How Kaas Tailored Runs Daily Huddles

In the fall of 2020, Kaas Tailored hosted a series of Zoom calls unpacking our Daily Management System (DMS). Each month we focused on a different element of our DMS, starting with strategy, then discussing daily huddles, then talking about Visual Management Systems (VMS), and ending with Leader Standard Work. In this post, Jeff explains how Kaas Tailored runs their daily huddles.

At Kaas Tailored, we have various huddles that meet daily to walk through our “information factory.” There are a variety of tools to choose from to help organize daily huddles, but we use Trello and Zoom. I participate in a huddle every day at 7:30. We all call in from wherever we are in the world. When I say “we all,” I mean all the responsible parties over our entire organization. We could not have successful huddles if we left out a section of our organization. So there are 11 leaders on the call every day. 

Daily Huddle Organization  

Our Trello board is organized into 6 columns: help, share, appreciation, what we are doing today, what we are doing tomorrow, and what we are doing day-after-tomorrow.

The expectation is that each participant populates the board with card titles along with a description, their profile photo, their section’s color label, and photos, if necessary, to give clarity for the card.

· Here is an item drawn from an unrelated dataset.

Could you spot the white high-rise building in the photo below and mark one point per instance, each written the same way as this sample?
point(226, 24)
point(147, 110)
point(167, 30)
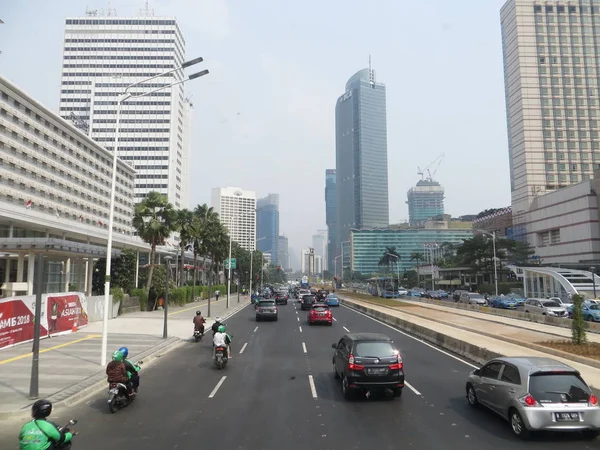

The facilitator leads the meeting by starting with “help” or request cards. This time is for anyone who is blocked from creating value to request help, and it allows the team to help them get unblocked. In our system, there is a face picture next to the request, so we know who is asking for help. Next, there is a time if someone has something to share with the entire team. This information may be relevant for us to discuss end-to-end. For example, we may learn some information in our production section, but maybe it would be interesting to the integration team or the design & development team.

Then, there is time for the appreciation column. We have a standard for sharing appreciation. We actually define the content, sequence, timing, and outcome: who, what, why was this helpful, and how is it connected to our values? The purpose of this is if we say we want to give our best to our best, and that’s one of our values, then this should be a specific part of our huddle every day. We are trying to tie in our strategy piece, Best for our Best, to our daily activities so we know the truth of things.

Huddles Help us Learn Today

After appreciation, we share what we are doing today. When someone presents what they are doing today, we expect them to tell us what they actually think they will get done. A lot of the time, you will see, “I’m working on a contract,” which means next to nothing. It doesn’t tell us anything about what complete looks like. What we’re actually looking for is, “Tell us the step that you are going to do, a small bit, and what do you expect to learn from that?” This comes from our third value of Improve Every Day. If you say, “This is what I’m going to do, and this is what I expect” at the 7:30 huddle, then at the 4:30 end of the day check out, we all come back together and go through this column and ask, “Hey, did you do it? Yes or no, and what did you learn?”

At Kaas Tailored, we are trying to build end-to-end thinking for all parties who are on the call, so they can see how their activities are connected to the other parts of our business. A lot of the time, as we look back into the past, we say, “Why is it that things got stuck? Is it because the left hand didn’t even know what the right hand was doing? Or the left hand didn’t know that they were connected into the right hand?” This is our way of connecting end-to-end thinking every day. 

There is also a method for us to communicate key information to the rest of the organization. Every day, Tucker is listening through the conversation to make sure anything important to the rest of the organization gets shared with the lead huddle at 8:41, which is the huddle that is closer to the “Gemba” or, in other words, the huddle that takes place on the shop floor closer to the actual work.

Huddles Help Organize Tomorrow and Day-After-Tomorrow 

We have two other columns to help us track tomorrow and day-after-tomorrow ideas, so they don’t get lost. The tomorrow column is for ideas that “we have a date, and we know we are going to do it, but it’s not for today’s work.” The day-after-tomorrow column is for “what we may do.” We throw ideas that we don’t want to lose in the day-after-tomorrow column. We are not committed to doing these ideas, but it prevents us from losing them. An example where this was helpful was when our design and development team needed to innovate the way that we do some work for a customer of ours. They saw something that our R&D guy was working on in the day-after-tomorrow column. They were able to say, “Can you pull the day-after-tomorrow idea you have into tomorrow? Can we put a project together? And can you get those into actual production?” And the good news I can say today is that those are in production today. 

Huddles Help Build Trust 

That’s the basic format for our daily huddle. The purpose of this is to keep value creation moving. It’s all about information. You will notice that no products are flowing through here, only information. Most of the items that were in these columns would have taken weeks to get done.

The other thing we are noticing here is that because we are meeting every day, our own misinterpretations of behaviors are being minimized. Those of you who know me know I’m super direct, which can come across as being super rude. Because I am kind of rude. I don’t mean to be, I just am, and I have a saggy face, which doesn’t help. Because we are meeting every day in bit, my team is able to say, “Hey, are you mad at me? Oh, you’re not. Okay, great. Let’s move on.” This activity has really helped us accomplish the kinds of things that you would hope to do in terms of team building and connecting people together.